Having known two previous cabinet members, they have both remarked how important it is to clean house if you want any chance of getting your agenda implemented. You need those in positions of leadership to be committed to your campaign promises.

I was often hired as a "change" agent to reengineer companies and nothing is harder than trying to change a company, when the people you are relying on are passively or actively undermining everything you do.

Cronyism is also something that has always existed with regard to new Presidents coming into office. There are about 4,000 jobs that the President has control over with regard to appointments.

JFK appointing his brother as AG is just one example.
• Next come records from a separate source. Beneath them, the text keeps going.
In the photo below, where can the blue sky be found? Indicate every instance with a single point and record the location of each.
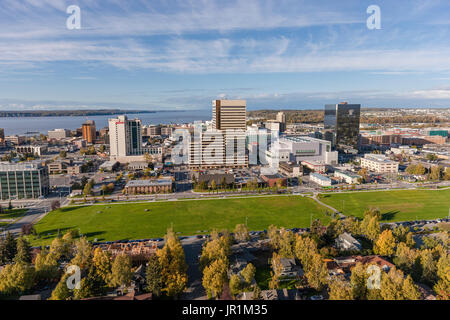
(164, 54)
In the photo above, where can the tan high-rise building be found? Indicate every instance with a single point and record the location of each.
(229, 114)
(89, 131)
(224, 145)
(281, 118)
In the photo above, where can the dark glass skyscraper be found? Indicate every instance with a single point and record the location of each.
(341, 124)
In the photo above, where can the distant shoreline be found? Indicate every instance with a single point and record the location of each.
(70, 113)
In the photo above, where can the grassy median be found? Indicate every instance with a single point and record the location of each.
(132, 221)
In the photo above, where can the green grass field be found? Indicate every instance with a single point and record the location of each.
(131, 221)
(394, 205)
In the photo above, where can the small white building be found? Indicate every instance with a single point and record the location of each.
(348, 177)
(379, 163)
(321, 180)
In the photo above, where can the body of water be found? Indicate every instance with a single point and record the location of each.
(22, 125)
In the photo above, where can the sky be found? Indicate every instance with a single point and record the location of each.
(180, 55)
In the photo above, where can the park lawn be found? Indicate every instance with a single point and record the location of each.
(130, 221)
(402, 205)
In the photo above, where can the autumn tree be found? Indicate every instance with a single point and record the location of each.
(317, 272)
(358, 281)
(102, 263)
(214, 277)
(16, 278)
(235, 284)
(248, 273)
(83, 253)
(241, 233)
(406, 258)
(121, 273)
(153, 276)
(385, 245)
(46, 266)
(173, 265)
(442, 286)
(8, 249)
(23, 255)
(286, 244)
(370, 227)
(394, 286)
(340, 290)
(61, 291)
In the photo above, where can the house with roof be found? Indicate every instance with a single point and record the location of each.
(346, 242)
(289, 268)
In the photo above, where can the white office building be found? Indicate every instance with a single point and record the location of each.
(321, 180)
(302, 148)
(125, 139)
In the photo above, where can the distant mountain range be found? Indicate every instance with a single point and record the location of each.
(68, 113)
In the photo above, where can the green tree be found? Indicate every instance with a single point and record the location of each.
(8, 249)
(90, 286)
(248, 273)
(358, 281)
(257, 295)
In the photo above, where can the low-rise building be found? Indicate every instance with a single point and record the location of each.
(379, 163)
(138, 165)
(321, 180)
(273, 180)
(163, 185)
(316, 166)
(290, 170)
(58, 134)
(345, 241)
(348, 177)
(15, 140)
(23, 181)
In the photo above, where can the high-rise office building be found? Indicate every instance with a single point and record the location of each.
(281, 118)
(229, 114)
(2, 137)
(89, 131)
(224, 144)
(125, 137)
(341, 124)
(23, 181)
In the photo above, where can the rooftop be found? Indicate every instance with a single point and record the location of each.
(149, 183)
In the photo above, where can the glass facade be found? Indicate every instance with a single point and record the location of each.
(341, 123)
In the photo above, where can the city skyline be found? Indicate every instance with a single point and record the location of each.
(169, 55)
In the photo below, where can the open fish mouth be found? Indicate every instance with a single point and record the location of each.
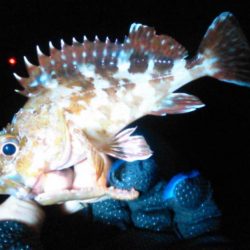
(59, 186)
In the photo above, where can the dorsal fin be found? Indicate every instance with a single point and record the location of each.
(144, 38)
(84, 61)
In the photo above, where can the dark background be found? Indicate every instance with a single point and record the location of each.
(214, 139)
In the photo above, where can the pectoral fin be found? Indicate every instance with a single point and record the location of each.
(129, 148)
(178, 103)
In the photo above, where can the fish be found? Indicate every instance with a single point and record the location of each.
(82, 98)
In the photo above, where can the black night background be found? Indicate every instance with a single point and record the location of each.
(215, 139)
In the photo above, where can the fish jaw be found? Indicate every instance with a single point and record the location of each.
(86, 195)
(81, 182)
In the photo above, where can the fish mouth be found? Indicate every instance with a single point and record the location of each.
(59, 186)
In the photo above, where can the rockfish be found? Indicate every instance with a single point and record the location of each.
(81, 97)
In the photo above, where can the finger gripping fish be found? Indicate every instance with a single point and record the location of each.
(81, 97)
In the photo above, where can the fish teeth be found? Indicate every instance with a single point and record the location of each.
(85, 39)
(62, 43)
(74, 40)
(19, 78)
(27, 62)
(51, 46)
(107, 40)
(38, 51)
(96, 39)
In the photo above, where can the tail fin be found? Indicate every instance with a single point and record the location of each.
(225, 52)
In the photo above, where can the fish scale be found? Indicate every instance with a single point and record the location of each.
(81, 97)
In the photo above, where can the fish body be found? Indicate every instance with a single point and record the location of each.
(80, 99)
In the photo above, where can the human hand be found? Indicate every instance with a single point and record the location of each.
(27, 212)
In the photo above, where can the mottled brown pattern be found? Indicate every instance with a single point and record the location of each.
(138, 63)
(75, 107)
(141, 46)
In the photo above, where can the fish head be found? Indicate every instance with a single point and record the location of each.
(36, 142)
(47, 158)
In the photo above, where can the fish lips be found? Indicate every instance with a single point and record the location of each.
(56, 187)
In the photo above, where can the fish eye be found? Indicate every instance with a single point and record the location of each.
(9, 147)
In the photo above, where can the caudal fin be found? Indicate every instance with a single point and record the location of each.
(224, 51)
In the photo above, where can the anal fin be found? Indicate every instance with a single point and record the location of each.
(178, 103)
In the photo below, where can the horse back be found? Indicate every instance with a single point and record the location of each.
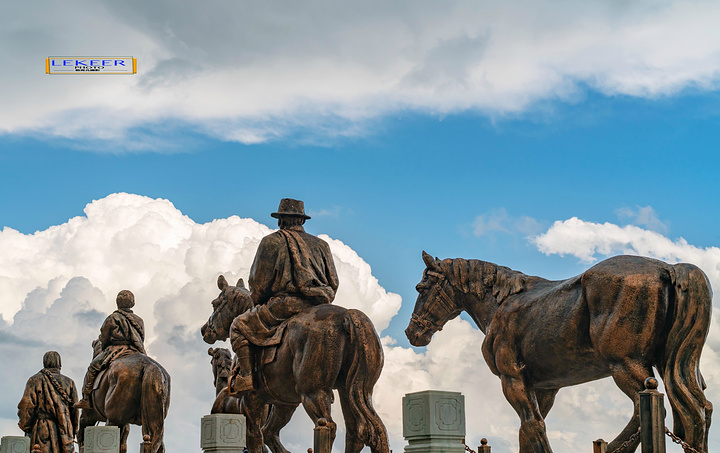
(312, 351)
(123, 390)
(617, 309)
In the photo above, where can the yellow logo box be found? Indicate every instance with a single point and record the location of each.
(91, 65)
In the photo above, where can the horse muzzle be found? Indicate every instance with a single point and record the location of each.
(416, 338)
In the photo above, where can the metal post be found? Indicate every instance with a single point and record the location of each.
(484, 447)
(599, 446)
(322, 442)
(652, 418)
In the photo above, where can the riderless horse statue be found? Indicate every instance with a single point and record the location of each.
(324, 348)
(620, 318)
(134, 389)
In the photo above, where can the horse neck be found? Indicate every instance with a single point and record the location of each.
(469, 277)
(238, 303)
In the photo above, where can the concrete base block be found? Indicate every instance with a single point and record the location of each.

Perhaps one of the worse to abuse this power in my lifetime was Jimmy Carter (he had no evil intent, he just had no trust in Washington bureaucrats... it was so bad, they referred to his appointments as the Georgia Mafia).

Meanwhile, Trump's appointments are all over the map. What they share in common is a belief in transparency and shrinking the size of government. Trump may already have surpassed Biden in interviews granted to the press that were not scripted. His cabinet members have also responded to interview requests. And I expect a lot of stuff will be declassified, that has been classified to "hide" from Americans rather than because they are necessary for national security.

Project 2025 was the product of a conservative think tank. You said Trump's appointments have ties to Project 2025, of the 4,000 appointments how many can you name with such ties? I know of 4, but statistically that does not seem significant.

Trump will be one of the most controversial President in US history. If he succeeds in shrinking the size and power of the government over the daily lives of citizens and shifts the country towards an America first agenda, he will be seen as a transformational President. Some will love the change; others will hate it. One recent analyst said the "wealthy" will hate it because they tend to be globalists and the working class will love it, because all of "their wealth, jobs, and future" is tied up with what happens in America.

With only one term to effect the changes he is pursuing, Trump must move fast and produce results in order to persuade citizens to elect someone to continue with his policies after he is gone (we have seen in both Trump and Biden, how quickly things can be undone when a President leaves office). He will have some wins and some losses.

I think this speed is necessary and it will produce a lot of consternation. When a country's debt reaches a point where it is double a nation's GDP bad things begin to happen. Those "bad things" are expressed in both the economy and sometimes the political collapse of a country (the exact timing of that collapse can vary some, but not by much). The US is on track to achieve that distinction in 10 years or so.

Minimally, we must get the rate of growth in the national debt down to around the rate of growth of GDP (ideally below it), so we can "grow" into our debt. Paying it off or balancing the budget seems unlikely at least for the next 10 years. But to achieve the first goal we must cut spending by 2-3% of GDP or close to $1 trillion dollars quickly.

No doubt we will cut things that should not have been cut and preserve things that should have been cut. Once we get spending to the right level, then Congress should put on its "big boy" pants and start making tough decisions regarding what more can be cut to make room for things the government should fund.

Time to do things slowly and deliberately was something we should have begun right after we came out of the Great Recession. But politicians on both sides have made careers by spending other people's money.